Lean proved this program correct; then I found a bug
What actually went wrong
- The verified part was the core zlib compression/decompression logic in Lean.
- Two bugs surfaced:
- A denial-of-service via unverified archive-header parsing in the Lean-zip code.
- A heap buffer overflow in the Lean runtime’s scalar array support, affecting any Lean program using that feature.
- Both issues were outside the formal proof’s stated scope, so the core correctness proof was not invalidated.
Limits of formal verification
- Multiple comments stress: proofs are always “correct with respect to a specification,” not to human intent or the full system.
- Common failure modes:
- Spec bugs (the spec doesn’t capture what was really wanted).
- Spec gaps (important behaviors like parsers, resource limits, or adversarial inputs not modeled).
- Unverified layers (runtime, OS, hardware, compilers).
- Some argue a “verified system” should be understood as the whole binary stack; others say that’s unrealistic unless every component is verified.
Trust in verification tools
- Concern: why trust the verifier more than the verified code?

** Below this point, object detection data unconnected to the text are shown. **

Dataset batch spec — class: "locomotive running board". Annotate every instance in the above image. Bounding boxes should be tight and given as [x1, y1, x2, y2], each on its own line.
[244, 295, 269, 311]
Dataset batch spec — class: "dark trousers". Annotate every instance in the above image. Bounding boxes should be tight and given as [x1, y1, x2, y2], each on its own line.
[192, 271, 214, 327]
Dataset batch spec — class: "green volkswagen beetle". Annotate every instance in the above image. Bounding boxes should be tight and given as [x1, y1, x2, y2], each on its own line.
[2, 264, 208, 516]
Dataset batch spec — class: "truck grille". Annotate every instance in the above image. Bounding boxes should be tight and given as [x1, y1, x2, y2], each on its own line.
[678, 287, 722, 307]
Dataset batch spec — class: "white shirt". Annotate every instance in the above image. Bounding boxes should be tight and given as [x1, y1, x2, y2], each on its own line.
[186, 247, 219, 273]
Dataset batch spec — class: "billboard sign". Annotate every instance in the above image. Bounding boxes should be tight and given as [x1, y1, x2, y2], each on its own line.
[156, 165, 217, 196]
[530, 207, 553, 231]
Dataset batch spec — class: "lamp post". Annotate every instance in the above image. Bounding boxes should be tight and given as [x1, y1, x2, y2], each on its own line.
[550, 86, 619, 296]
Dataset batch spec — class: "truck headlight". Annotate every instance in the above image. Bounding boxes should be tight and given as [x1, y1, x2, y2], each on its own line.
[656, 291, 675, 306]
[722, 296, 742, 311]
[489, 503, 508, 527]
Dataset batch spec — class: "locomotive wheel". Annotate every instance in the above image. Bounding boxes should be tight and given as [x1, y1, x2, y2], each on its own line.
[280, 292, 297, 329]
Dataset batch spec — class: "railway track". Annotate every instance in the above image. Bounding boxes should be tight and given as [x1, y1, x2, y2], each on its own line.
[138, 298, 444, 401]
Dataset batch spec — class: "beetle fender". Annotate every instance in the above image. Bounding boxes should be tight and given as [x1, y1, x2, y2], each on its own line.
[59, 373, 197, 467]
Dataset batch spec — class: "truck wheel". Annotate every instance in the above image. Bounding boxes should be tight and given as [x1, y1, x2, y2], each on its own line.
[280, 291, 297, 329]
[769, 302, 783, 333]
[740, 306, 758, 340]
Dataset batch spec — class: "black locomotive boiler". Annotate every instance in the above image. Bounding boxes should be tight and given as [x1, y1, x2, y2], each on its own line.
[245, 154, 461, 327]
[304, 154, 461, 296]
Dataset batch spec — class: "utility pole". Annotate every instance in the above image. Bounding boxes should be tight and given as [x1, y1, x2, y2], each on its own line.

- Replies: verifiers can be simpler, heavily scrutinized, and used by many, making serious undetected bugs less likely (though not impossible).
- Distinction emphasized between Lean’s kernel (logic/proofs) and runtime (execution/FFI); a runtime bug doesn’t directly falsify existing mathematical proofs.
Spec correctness and completeness
- Discussion about needing methods to “verify the specs” themselves, including adversarial thinking and high-level property proofs.
- Recognized gap between:
- Implementation soundness (“the code does X”) and
- Design soundness (“doing X is actually the right, safe thing”).
- Compression is highlighted as a good domain: simple correctness spec, complex implementation, but still vulnerable to unmodeled behaviors (e.g., malformed inputs).
AI, fuzzing, and “vibe-coded” proofs
- Several commenters report success using LLMs to help write proofs and models (Lean, TLA+, etc.).
- The AI-assisted fuzzing that found the Lean runtime overflow is seen as a significant, positive result.
- Enthusiasm that combining AI, fuzzing, and formal methods can narrow where bugs hide, even if perfection remains impossible.
Title and framing debate
- Many see the article title as misleading or clickbait, implying a flaw in the proof itself.
- Others defend it as fair from an end-user perspective: if the binary crashes or is exploitable, the “verified program” is still buggy in practice.